Key update could send cryptocurrency ether even higher
Cryptocurrency prices, which have swelled in value over recent months, just received another unusual boost: a change in the number of “ether”, the tokens used on the Ethereum blockchain, reports Bloomberg. Ether is the second biggest cryptocurrency by market cap, lagging only behind the world’s most popular cryptocurrency, bitcoin.
Crypto-sceptics may argue whether ether really needed another boost – it is up by more than 600% in the last year alone, with bitcoin up by around 460% in the same period, despite bitcoin being endorsed by a number of high profile billionaires, including the one and only Elon Musk (who revealed last month that his company Tesla had bought more than 1.5 billion bitcoins), and a wave of institutional investors piling in.
So, what are ether and Ethereum and why have they done so well? The terms ether and Ethereum are often used interchangeably, but a slight difference exists. Ethereum is the decentralised blockchain platform technology, which uses ether (ETH) as its own native cryptocurrency. Ether can be considered the fuel that is required to power the network, with Ethereum acting as the network itself. Ethereum shot to fame for its ability for developers to execute “smart contracts” on its network. Like all blockchains, the Ethereum blockchain is widely considered to be immune to cyber hacks and, once settled, transactions cannot be modified. Ether’s supply is growing approximately by around 10% a year.

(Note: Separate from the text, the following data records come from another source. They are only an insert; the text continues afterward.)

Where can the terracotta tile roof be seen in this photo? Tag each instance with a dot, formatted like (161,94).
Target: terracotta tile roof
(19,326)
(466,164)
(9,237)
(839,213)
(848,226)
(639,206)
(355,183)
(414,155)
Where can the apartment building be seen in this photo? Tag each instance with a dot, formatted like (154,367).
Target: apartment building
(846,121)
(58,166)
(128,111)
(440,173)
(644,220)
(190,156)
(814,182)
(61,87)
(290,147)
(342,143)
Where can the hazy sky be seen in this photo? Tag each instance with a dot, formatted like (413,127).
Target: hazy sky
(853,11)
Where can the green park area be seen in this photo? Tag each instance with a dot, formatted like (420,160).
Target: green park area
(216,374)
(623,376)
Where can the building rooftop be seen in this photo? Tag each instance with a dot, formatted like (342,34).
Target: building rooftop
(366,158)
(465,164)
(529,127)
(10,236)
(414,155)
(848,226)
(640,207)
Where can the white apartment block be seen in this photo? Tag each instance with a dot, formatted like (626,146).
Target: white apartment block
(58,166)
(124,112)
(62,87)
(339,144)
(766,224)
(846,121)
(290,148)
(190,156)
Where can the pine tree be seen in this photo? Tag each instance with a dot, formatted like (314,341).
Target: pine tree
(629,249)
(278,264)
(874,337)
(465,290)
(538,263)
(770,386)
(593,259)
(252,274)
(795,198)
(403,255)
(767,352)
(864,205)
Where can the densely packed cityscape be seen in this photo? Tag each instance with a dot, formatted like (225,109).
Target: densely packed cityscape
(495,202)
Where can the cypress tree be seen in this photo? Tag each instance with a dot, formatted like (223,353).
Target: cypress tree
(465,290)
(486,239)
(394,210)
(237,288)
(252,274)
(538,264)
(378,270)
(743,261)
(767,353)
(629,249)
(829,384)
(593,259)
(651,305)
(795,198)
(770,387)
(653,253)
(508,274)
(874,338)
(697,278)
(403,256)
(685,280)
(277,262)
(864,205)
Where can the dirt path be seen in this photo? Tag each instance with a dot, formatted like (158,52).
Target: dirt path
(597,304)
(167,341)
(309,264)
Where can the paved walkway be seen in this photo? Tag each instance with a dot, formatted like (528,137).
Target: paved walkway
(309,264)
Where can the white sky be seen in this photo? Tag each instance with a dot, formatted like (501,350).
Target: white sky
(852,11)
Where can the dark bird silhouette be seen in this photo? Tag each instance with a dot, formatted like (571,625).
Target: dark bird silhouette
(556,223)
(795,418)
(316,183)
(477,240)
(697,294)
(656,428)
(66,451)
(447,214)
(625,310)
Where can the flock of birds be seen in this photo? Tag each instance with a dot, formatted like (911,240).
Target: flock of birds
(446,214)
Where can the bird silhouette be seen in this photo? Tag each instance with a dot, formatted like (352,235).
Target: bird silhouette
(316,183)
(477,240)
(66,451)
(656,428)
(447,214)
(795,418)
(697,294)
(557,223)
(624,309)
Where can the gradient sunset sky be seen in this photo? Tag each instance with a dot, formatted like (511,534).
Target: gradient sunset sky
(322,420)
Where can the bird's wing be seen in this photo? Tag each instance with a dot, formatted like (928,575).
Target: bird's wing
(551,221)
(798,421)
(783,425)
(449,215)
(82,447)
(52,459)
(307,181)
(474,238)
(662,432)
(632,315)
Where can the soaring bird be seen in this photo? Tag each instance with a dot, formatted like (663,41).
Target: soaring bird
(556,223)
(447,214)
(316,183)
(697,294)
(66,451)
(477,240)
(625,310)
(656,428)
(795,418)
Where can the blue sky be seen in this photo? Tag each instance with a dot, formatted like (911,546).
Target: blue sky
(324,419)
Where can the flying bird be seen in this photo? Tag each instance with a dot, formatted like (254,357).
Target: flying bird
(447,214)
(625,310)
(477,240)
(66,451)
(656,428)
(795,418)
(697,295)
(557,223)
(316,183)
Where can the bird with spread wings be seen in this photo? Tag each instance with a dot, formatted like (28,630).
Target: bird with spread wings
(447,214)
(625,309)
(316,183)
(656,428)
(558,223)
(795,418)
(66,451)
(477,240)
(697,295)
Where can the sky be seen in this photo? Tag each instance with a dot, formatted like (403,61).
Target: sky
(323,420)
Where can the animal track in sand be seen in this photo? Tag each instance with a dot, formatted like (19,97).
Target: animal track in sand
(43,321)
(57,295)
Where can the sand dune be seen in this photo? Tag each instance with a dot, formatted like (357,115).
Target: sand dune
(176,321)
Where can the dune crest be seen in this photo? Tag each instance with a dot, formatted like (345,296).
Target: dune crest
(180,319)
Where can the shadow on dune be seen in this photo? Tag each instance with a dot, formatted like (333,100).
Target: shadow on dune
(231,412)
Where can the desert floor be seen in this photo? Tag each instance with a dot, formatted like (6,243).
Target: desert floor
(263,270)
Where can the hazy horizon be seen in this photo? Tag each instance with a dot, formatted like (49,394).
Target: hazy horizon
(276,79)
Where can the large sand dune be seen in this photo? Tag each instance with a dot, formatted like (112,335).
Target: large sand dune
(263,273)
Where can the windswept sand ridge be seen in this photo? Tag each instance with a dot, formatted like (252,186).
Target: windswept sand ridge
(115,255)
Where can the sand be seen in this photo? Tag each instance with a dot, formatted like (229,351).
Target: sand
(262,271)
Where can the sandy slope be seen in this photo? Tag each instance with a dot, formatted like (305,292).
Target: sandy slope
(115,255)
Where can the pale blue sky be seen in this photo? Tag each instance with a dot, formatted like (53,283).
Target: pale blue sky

Ether’s infinite supply problem explained
Until now, ether’s supply was considered to be infinite – in a stark contrast to bitcoin, which has a fixed supply of 21 million coins. Bitcoin cannot grow beyond this number and, once this amount has been mined, no more bitcoins can ever be produced. Of course, there is the remote chance that bitcoin’s protocol could be changed and the supply limit raised, but for simplicity we won’t go into that today.
Ether’s limitless supply, say some developers, is causing havoc with transaction charges. When you make a transaction with any cryptocurrency, you have to pay for it to be settled, or added to the blockchain. The fees for ether (called “gas”) fluctuate wildly, and users could only guess how many tokens an ether transaction would use, hampering the network’s usability.
What EIP 1559 proposes
But, says Bloomberg, the proposed change, known as “EIP 1559”, tackles this problem. Ethereum developers have approved a proposal to include an average transaction price into the network, marking a potential end for ETH users to have to speculate on prices. The update, which is expected in July or August 2021, will see some ether tokens permanently destroyed once they are used in transactions. This could mean that ether’s supply will fall, rather than growing as demand increases.
Tim Beiko, the senior ConsenSys product manager in charge of implementing EIP 1559, tells Bloomberg another unprecedented feature of the proposal is that ether will act as the exclusive payment method for transactions on the network. Beiko likens the existing fee method in Ethereum to a petrol station which levies different prices for four different pumps giving the same fuel. Under EIP 1559, he says, “we’ll gauge demand for the network and we put that average price as part of the network itself.”
Ether’s “infinite supply” doesn’t seem to have harmed prices so far
But as basic supply and demand theory suggests, the proposed change is likely to have a bullish effect on the cryptocurrency and push ether prices higher. At the time of writing, Ether is trading 3% higher at $1,722.
Already one of the biggest darlings of the crypto world, ether has seen stellar returns over the past few months. It could be argued that its infinite supply has not really exerted a bearish pressure on its price – it hit an all-time high just shy of $2,037 at the end of February.
A spate of factors helped it to this milestone, including a rise in popularity of decentralised finance; the recent launch of ether futures on the Chicago Mercantile Exchange; and a key update to the existing blockchain, known as Ethereum 2.0, the first phase of which came into effect at the end of last year.
All in all, EIP 1559 has potential to address a key payment problem of unpredictable transaction prices. But it remains to be seen what the impact of introducing finite supply to prices that are already close to record highs will have.